Monday, November 16, 2009

THE NUN’S STORY – An Allegory

The spiritual home of my childhood was a grim place. Fear and shame crouched in the dark corners. It was a great day when my jovial Grandpa John decided it was time to redecorate with bright colors, cheerfulness, lots of sunshine and fresh air. Dismal was transformed into delightful.

However, after Grandpa died, my father and my older brothers gradually repainted the rooms with somber hues, and they hung heavy drapes to diminish the sun. Fear crept back into the dark corners. My mother and her friends were banished to the kitchen and nursery. But we cherished the memory of what was possible.

Then one day, our cousin Bernie from Boston came to live with us. He had gotten into trouble for helping some people molest children. To make room, my bed was moved downstairs to a sun porch off the kitchen. At least it was bright. My father explained, “Bernie is family, and he’s our kind of people.”

Next came another cousin, from the St. Pius X Society. He denied that the Holocaust ever happened, but again my father said, “He’s family, and despite his flaws he too is our kind of people.” This time my bed was moved to the basement, near the furnace room. At least it was warm.

One day a group of cousins came to stay with us, the Anglican family. They don’t like uppity women and gays. This added considerable tension with my Mom, but my father said, “They are family, and they are my kind of people.” So my bed was moved again, this time to a loft in the garage. It might be pretty cool in winter, but at least there is more fresh air than in the basement.

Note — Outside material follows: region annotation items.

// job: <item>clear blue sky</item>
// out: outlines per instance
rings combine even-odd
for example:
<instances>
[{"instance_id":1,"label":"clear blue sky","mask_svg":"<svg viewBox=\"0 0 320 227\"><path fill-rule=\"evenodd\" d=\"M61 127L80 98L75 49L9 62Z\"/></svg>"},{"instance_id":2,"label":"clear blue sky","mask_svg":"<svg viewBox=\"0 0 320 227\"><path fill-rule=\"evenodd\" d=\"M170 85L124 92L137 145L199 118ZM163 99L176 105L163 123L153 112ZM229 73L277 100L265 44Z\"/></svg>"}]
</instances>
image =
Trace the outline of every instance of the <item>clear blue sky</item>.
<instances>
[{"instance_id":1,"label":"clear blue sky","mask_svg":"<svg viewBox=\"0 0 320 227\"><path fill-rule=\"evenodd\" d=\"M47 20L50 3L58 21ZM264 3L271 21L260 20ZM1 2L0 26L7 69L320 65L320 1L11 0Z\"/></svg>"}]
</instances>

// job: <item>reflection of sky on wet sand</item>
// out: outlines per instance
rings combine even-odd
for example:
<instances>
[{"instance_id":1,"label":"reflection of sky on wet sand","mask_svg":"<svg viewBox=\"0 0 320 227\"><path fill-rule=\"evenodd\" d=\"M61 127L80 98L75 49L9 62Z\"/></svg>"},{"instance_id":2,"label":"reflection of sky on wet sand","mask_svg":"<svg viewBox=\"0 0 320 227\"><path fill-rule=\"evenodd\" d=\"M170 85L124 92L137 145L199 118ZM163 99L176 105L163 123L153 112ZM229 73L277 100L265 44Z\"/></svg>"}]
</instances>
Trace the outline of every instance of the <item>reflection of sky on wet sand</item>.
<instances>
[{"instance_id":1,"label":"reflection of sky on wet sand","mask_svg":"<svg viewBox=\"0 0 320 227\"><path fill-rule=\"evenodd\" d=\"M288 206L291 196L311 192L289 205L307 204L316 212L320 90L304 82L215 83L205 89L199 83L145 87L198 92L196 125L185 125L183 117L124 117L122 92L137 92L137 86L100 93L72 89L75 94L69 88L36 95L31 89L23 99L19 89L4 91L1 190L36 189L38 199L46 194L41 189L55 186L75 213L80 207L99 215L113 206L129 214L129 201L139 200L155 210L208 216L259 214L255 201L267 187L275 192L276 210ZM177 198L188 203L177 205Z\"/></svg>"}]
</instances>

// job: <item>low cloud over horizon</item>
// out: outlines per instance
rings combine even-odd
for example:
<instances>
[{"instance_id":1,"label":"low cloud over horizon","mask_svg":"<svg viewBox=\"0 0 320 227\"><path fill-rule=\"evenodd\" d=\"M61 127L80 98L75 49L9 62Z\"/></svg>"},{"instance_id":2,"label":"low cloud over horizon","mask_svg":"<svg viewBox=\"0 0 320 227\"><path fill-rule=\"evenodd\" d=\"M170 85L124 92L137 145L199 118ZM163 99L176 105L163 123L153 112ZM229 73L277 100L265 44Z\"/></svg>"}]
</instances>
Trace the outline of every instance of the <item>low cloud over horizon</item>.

Yesterday, we received a letter that some cousins from Rome are coming, the Inquisitors. They said that they’ve heard alarming rumors about my mother, and my sisters and me. They want to look into it. My father says, “They are family, and very much my kind of people.” Evidently my bed will be moved into a house across the street. My father explained, “Despite your flaws, you’re still family. But you’re not really my kind of people.”

I’ll still be invited to Sunday dinner. However, I won’t be allowed to eat.